Jones answered questions via email from Chapter 16.

Chapter 16: All three of your novels so far have been set in Atlanta, where you were born and raised. What keeps you coming back to mine this territory?

Jones: Like you said, Atlanta is my hometown, and I find the city beautiful and fascinating in the same way that an infant finds her mother to be lovely and intriguing. My attraction to the city is so instinctual that there really is no “why” to it. Atlanta is my home, my true north.

Chapter 16: Has your understanding of—or your relationship to—the city changed over the course of writing three novels set there?

Jones: Over the last decade of writing about Atlanta, I have come to see the ways that we sort of bury our history. It was an ironic discovery because so many people associate the South with an inability to get over the past. However, my research has revealed things about my very own neighborhood that I didn’t know about. For example, there was a physical barrier constructed in the 1960s to keep African Americans from moving into the neighborhood. Until I researched it, I had no idea. I grew up feeling like we’d been there forever. Sure, Atlanta is steeped in nostalgia—Gone with the Wind, anyone? But real history is kept under lock and key. My job as a novelist is to pick those locks.

Chapter 16: Aspiring writers may find it useful to work with material about which they have some firsthand knowledge, on the one hand, but about which they also feel a sense of mystery or intrigue, on the other. Would you say this description applies to Silver Sparrow for you, in one way or another?

Jones: Is this a roundabout way of asking me if Silver Sparrow is autobiographical? It’s funny, but almost every day for the last year, I have said, “My father, Mack Jones, is not a bigamist.” That said, like many people, I do come from a divided family. My parents have three children together, but my father has two daughters from a previous relationship. Because of this, I have always been fascinated by sisters who can’t quite connect. It’s a theme in all three of my novels, a creeping subtext that sort of demanded center stage in Silver Sparrow.

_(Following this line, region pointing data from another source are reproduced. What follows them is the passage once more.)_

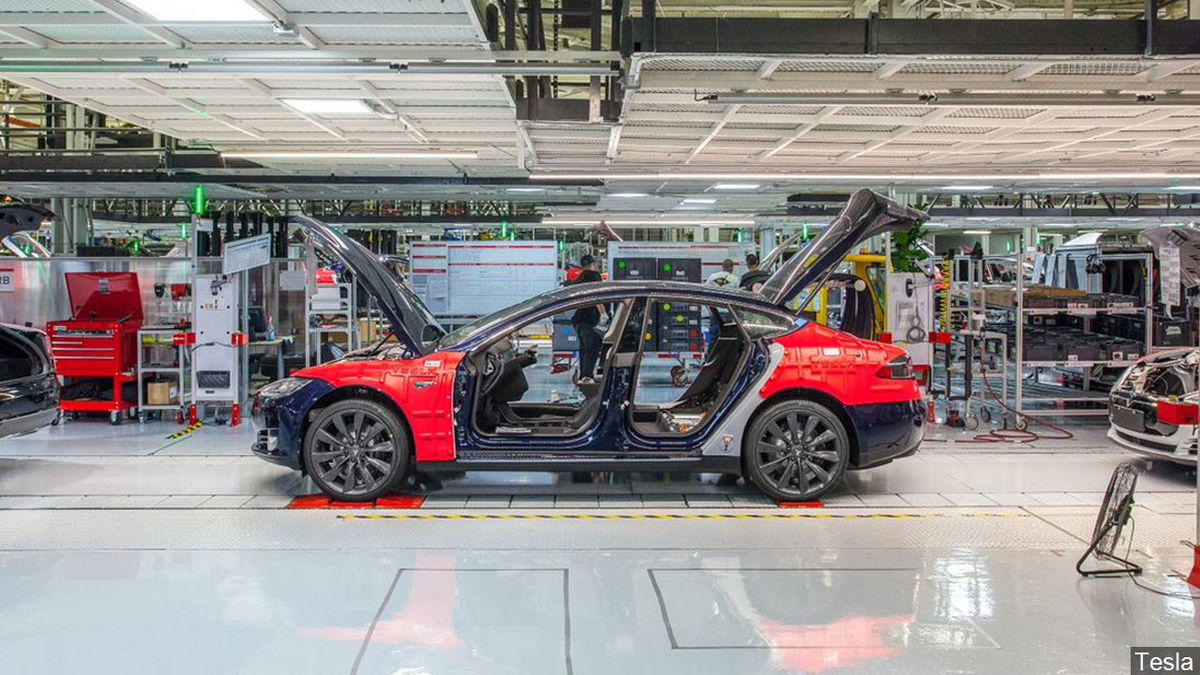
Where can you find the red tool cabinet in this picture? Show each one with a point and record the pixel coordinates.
(100, 339)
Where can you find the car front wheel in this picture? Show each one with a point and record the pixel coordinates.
(797, 451)
(355, 451)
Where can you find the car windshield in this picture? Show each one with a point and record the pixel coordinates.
(469, 330)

Chapter 16: Working at the Pink Fox, Chaurisse is a keen observer of the role beauty standards play in her life and in the lives of women and girls around her. How did you decide to make beauty—and the world of the beauty shop—such a prominent part of this novel?

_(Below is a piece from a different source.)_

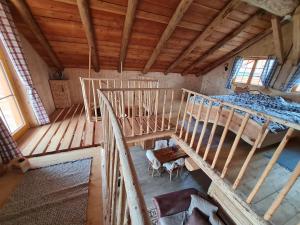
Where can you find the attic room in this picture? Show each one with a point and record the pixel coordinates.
(148, 112)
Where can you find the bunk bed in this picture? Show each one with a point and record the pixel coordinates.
(274, 106)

Jones: I’ve always had great respect for the women who used cosmetology as a route to financial independence—from women like Laverne, who own their own shops, to women who just do hair on the side in their kitchens. At the same time, I have always understood that beauty is a trap. The goalposts of pretty keep moving. You can’t ever be pretty enough. And there is no amount of pretty that can fix your life. So much time is wasted chasing that unicorn.

Chapter 16: In many ways, the girls’ father, James Witherspoon, defies expectations. He’s a hard-working entrepreneur and not a terribly handsome fellow; he also has a stammer. Can you talk a bit about the development of this character?

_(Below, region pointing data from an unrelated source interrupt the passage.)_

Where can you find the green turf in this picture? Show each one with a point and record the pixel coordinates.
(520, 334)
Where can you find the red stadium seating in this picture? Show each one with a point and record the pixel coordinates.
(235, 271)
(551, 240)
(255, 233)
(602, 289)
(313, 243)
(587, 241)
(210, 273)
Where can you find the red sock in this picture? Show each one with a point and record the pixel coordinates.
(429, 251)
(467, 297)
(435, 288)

Jones: I was interested in the ordinariness of James. This story may seem to have a sensational premise—bigamy! man-sharing!—but at the end of the day, they are just regular folks in an extraordinary situation. James is like anyone’s dad, except that he has a secret family.

Chapter 16: Bigamy is a topic that’s rarely addressed in fiction or in the media. Has reader response to the novel in any way suggested that you’ve touched a nerve or parted the curtain on a phenomenon that might be more common than people seem to believe?

Jones: Although Silver Sparrow is a novel about bigamy, it is also a novel about secret families. The actual marriage between James and Gwen just makes it interesting. So many people grow up in silence and shame. I knew that secret families were fairly common—look at the cases in the news. John Edwards? (Cough, cough.) But what I hadn’t anticipated was how many people of all ages, races, and regions wanted to tell their stories. It has been an amazing experience, just to hear so many silver-sparrow sons and daughters bear witness.

[This article appeared originally on October 31, 2012. It has been updated to reflect new event information.]